This exhibition by Inishowen artist John Mc Carron explores the connection between symbol and belief. John utilises sculpture, painted panels and cubes as "building blocks of belief" with painted symbols as his backdrop.
Today credo it has broader meaning for any system of principals that guide a person or group. Where it once held such a high esteemed meaning today there's often a fairly humerus air to the word.
A hedonists credo might be simply "party on,"or "enjoy the ride;" an actors, "the show must go on."
Politicians have credos for example John Kennedy's Political Credo “I believe in human dignity as the source of national purpose, in human liberty as the source of national action, in the human heart as the source of national compassion, and in the human mind as the source of our invention and our ideas”
Credo’s are as much a part of everyday life now from rappers and weather forecasters.

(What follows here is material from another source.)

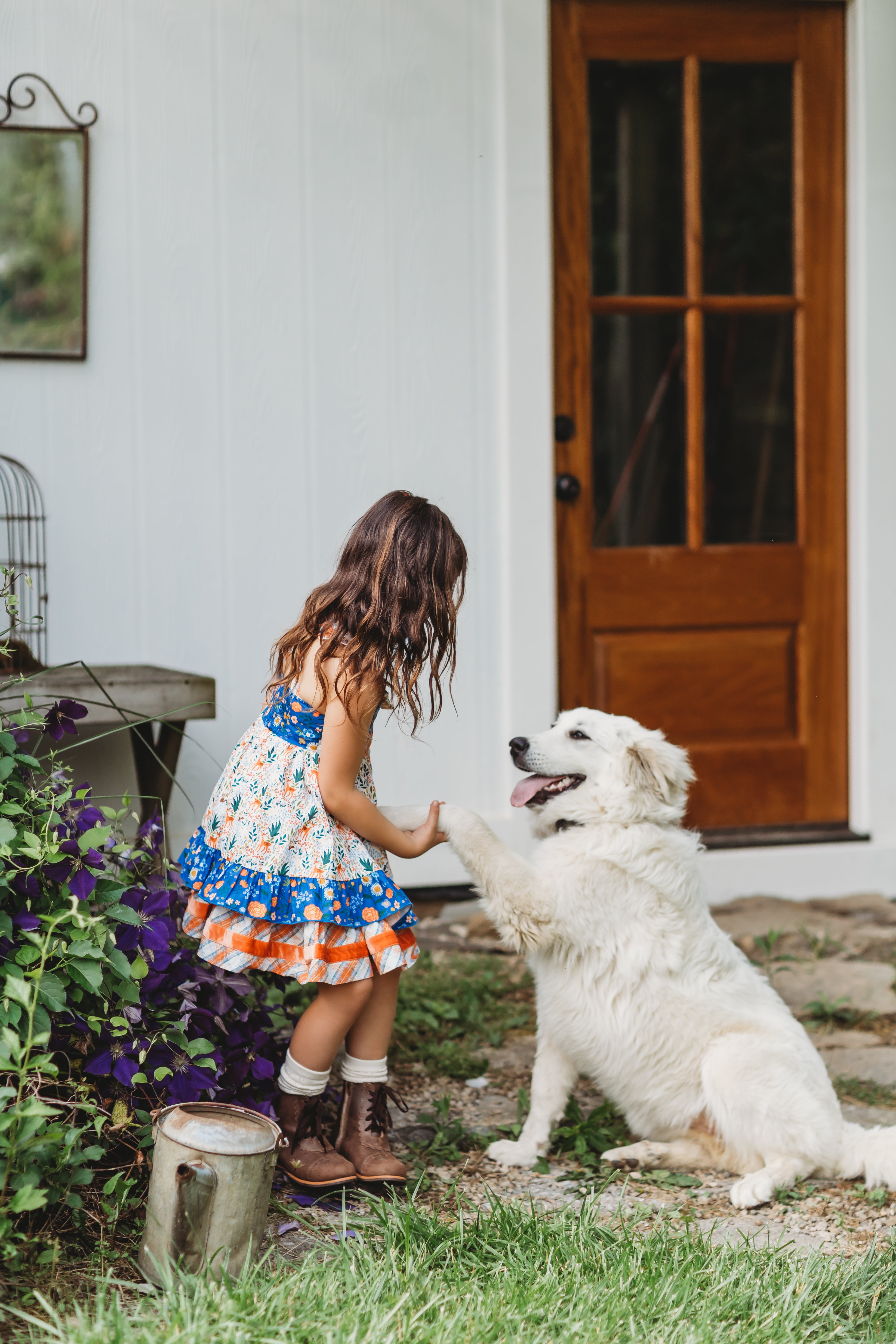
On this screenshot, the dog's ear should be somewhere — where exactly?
[626,728,695,808]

For this solo exhibition John says I'm inviting the viewer to think about what it is that triggers a meaningful visual connection between symbol and belief, be it religion, luck or UFOs”.
About the artist;
John Mc Carron
Based in Buncrana John is a sculptor and painter. He studied art & design and fine art at NWRC and has taken part in group shows such as Artlink and CCA artillery street and in other venues in the north west. John takes some of his inspiration from early Irish, Celtic and modern art. To date John has been also working with sculptor Maurice Harron Studio who designs and create public art in Ireland and overseas. Their latest work unveiled in east Belfast after one of the north's most famous writers, CS Lewis. Seven sculptures all based on characters from Lewis' book The Lion, the Witch and the Wardrobe, were unveiled on the 53rd anniversary of the author's death at the age of 64.